Luke 4:14–30

Why did the people of Jesus’ hometown seek to kill Him after He read in the synagogue from the book of Isaiah? Continuing his series in the gospel of Luke, in this sermon R.C. Sproul examines what Isaiah’s prophecy reveals about Jesus’ mission in the world.


We are going to continue our study of the Gospel According to Saint Luke, and this morning I’m going to read from Luke 4:14–21:

Then Jesus returned in the power of the Spirit to Galilee, and news of Him went out through all the surrounding region. And He taught in their synagogues, being glorified by all.

So, He came to Nazareth, where He had been brought up. And as His custom was, He went into the synagogue on the Sabbath day, and stood up to read. And He was handed the book of the prophet Isaiah. And when He had opened the book, He found the place where it was written:

“The Spirit of the LORD is upon Me,

Because He has anointed Me
To preach the gospel to the poor;
He has sent Me to heal the brokenhearted,
To proclaim liberty to the captives
And recovery of sight to the blind,
To set at liberty those who are oppressed;
To proclaim the acceptable year of the LORD.”

Then He closed the book, and gave it back to the attendant and sat down. And the eyes of all who were in the synagogue were fixed on Him. And He began to say to them, “Today this Scripture is fulfilled in your hearing.” So all bore witness to Him, and marveled at the gracious words which proceeded out of His mouth. And they said, “Is this not Joseph’s son?”

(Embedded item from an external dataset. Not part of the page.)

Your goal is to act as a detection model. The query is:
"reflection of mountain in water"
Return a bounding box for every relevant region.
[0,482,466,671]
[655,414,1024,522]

He said to them, “You will surely say this proverb to Me, ‘Physician, heal yourself! Whatever we have heard done in Capernaum, do also here in Your country.” Then He said, “Assuredly, I say to you, no prophet is accepted in his own country. But I tell you truly, many widows were in Israel in the days of Elijah, when the heaven was shut up three years and six months, and there was a great famine throughout all the land; but to none of them was Elijah sent except to Zarephath, in the region of Sidon, to a woman who was a widow. And many lepers were in Israel in the time of Elisha the prophet, and none of them was cleansed except Naaman the Syrian.”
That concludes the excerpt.